Policy makers, at government level or their agencies, at international or national levels may also benefit. It is envisaged the most likely policy maker beneficiaries would be in the arena of ART practices, which are regulated by the Human Fertilisation and Embryology Authority; the UK's independent regulator overseeing the use of gametes and embryos in fertility treatment and research. This is because the project may ultimately redefine what is regarded as a healthy oocyte, and allow clinics to use hitherto discarded oocytes for IVF. It may also help define new strategies for maintaining the fertility where DNA damage will be induced, or finding therapies that would help protect oocytes from damage, or alternative aid in their self-repair. The timescale for commercial and policy-making benefits would likely be within five years of completion of the project.

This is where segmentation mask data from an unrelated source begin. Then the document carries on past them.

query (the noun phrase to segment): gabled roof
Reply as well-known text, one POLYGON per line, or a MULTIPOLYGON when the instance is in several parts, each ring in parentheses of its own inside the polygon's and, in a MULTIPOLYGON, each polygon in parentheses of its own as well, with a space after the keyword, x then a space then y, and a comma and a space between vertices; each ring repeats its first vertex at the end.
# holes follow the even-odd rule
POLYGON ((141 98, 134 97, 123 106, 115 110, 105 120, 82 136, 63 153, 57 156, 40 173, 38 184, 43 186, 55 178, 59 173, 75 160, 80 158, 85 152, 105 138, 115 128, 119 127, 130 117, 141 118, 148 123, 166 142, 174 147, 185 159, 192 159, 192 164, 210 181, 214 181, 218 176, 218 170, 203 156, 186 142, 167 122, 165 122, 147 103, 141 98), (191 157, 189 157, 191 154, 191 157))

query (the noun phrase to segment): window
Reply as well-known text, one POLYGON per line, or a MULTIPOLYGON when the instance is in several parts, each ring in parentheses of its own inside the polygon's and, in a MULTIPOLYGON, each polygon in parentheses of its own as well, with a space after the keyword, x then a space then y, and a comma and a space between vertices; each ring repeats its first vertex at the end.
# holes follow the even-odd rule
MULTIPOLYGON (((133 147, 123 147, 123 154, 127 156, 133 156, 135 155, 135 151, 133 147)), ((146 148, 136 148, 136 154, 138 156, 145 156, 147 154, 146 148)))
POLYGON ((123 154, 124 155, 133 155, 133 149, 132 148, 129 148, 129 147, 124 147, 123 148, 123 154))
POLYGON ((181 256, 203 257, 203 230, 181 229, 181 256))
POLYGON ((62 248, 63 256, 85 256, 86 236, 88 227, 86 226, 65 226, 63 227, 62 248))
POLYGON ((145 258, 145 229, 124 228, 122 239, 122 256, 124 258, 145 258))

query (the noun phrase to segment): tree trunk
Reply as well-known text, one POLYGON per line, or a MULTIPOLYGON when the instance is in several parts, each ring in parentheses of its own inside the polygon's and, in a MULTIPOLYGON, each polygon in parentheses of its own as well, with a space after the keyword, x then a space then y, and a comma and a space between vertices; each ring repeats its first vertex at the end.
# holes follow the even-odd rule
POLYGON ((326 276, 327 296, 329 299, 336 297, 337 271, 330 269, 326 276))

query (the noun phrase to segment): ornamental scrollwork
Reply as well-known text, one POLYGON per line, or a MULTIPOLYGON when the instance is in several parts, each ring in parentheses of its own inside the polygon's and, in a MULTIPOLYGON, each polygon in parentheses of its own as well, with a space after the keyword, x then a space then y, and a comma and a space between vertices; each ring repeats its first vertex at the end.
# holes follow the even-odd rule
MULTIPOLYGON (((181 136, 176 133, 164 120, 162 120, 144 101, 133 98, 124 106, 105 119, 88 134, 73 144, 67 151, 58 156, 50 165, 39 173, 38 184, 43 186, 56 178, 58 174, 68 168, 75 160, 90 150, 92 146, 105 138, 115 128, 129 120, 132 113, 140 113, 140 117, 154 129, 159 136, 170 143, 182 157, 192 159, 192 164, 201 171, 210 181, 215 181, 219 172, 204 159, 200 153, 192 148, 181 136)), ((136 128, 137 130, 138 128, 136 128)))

The impact of the research will also benefit the research community by providing basic knowledge of how cells work and specifically the interaction of two cell cycle checkpoints. Regulation of cell division lies at the heart of cell biology: from the creation of an embryo, through cell differentiation and embryo development, to cell senescence, terminal differentiation, and cell death. Therefore the impact of this research could be far reaching and impact on any one of a number of research avenues within the broad area of the control of cell division.

Specifically the project will also provide the junior researcher, Dr Simon Lane, within further training in relevant disciplines within the imaging, reproductive, cell biological, molecular and physiological fields associated with this project. It is anticipated that work in this application will provide him with training adequate to be an independent researcher seeking fellowship funding within the next 5 years. Further generic skills appropriate for exploitation within the scientific profession include data management and image analysis.

The project will be managed to ensure appropriate exploitation and impact of our research is maximized. Research data will be communicated at national and international scientific meetings and published within peer-reviewed high impact journals. It is argued such an outcome is likely given our track record in publishing in such journals.

Direct commercial exploitation of relevant data will be achieved through the University of Southampton's Research and Enterprise Services to maximize potential. Dialogue with the wider public will be achieved from regular outreach activities including school and college visits, university Open Days, and more specialist Public Lectures.